Review by Frank Plowright
Back in 1984 the graphic novel form was in its infancy, but a collected format was a better fit for the tightly plotted crime mysteries plotted by Max Allan Collins and drawn by Terry Beatty. That they were producing crime stories for a market where almost every comic sold featured a form of superhero was unusual enough, but it paid off, and Ms. Tree was an independent comics fixture during the 1980s.
Ms. Tree didn’t debut in her own title, though, which accounts for the eight page chapters originally serialised in an anthology. The somewhat cumbersomely titled ‘I for an Eye’ starts by showing how the tough as nails private eye came to be, the starting point a good shock ending to the opening chapter for anyone who doesn’t know her full story. She’d once been a policewoman, quit to work in a detective agency, and then took that agency over.
Collins had written Dick Tracy newspaper strip for several years before Ms. Tree, and applying the same techniques results in an incredibly fast-paced story with something of substance taking place in every panel, and it being rare that any scene continues longer than a page. The result is all characterisation being very broad and servicing the plot, and too many occasions when someone is shot just before revealing vital evidence.
Beatty’s art evolves considerably over the first few chapters. He starts by adopting a slightly more finessed version of the style used for 1940s detective comics, which develops into less noir and more open illustrations. Over this entire collection, though, he never loses a stiffness making it seem as if the cast are posing in many panels.
The fast pace continues until the final page, although there’s a reasonable chance readers will figure out the person behind much of what goes on before Ms. Tree does, a narrative casualty of having to introduce a large cast in short chapters. Other aspects will still surprise, though, as Collins unfurls a broad ranging plot, but it’s a promising start rather than the real deal.
‘Death Do Us Part’ is better.
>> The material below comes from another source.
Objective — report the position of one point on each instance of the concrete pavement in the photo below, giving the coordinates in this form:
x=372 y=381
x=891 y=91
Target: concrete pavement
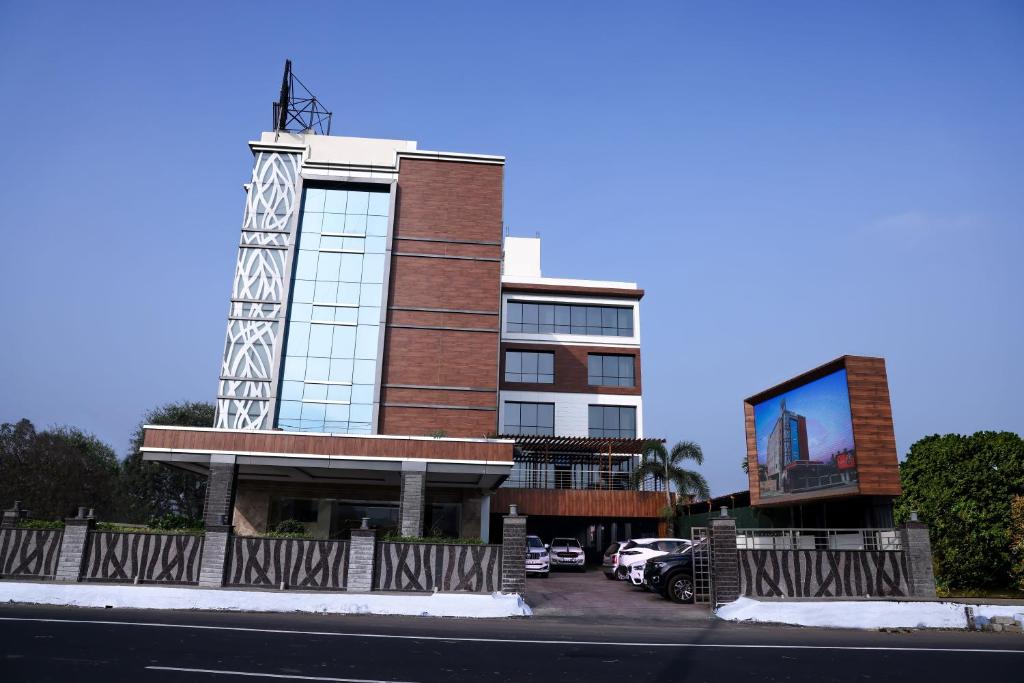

Collins adjusts to what can be done in eight page chapters, making greater use of the available space, slowing down the pace, and lingering longer at the locations. He provides a clever continuation of the first story, that of lives moving on and loose ends dangling rather than a contrived scenario. Ms. Tree begins to look at the bigger picture and the mobs who pulled the strings of the crooks in the opening story, and all trails lead back to the Muerta family. He also adds depth to Ms. Tree’s character, and it’s here that the extremely capable, but not necessarily very likeable personality begins to evolve.
Paperback format reprints of the earliest Ms. Tree stories continue with The Cold Dish. Alternatively, these two stories are combined with that story in the 2021 Hard Case hardcover also titled The Cold Dish.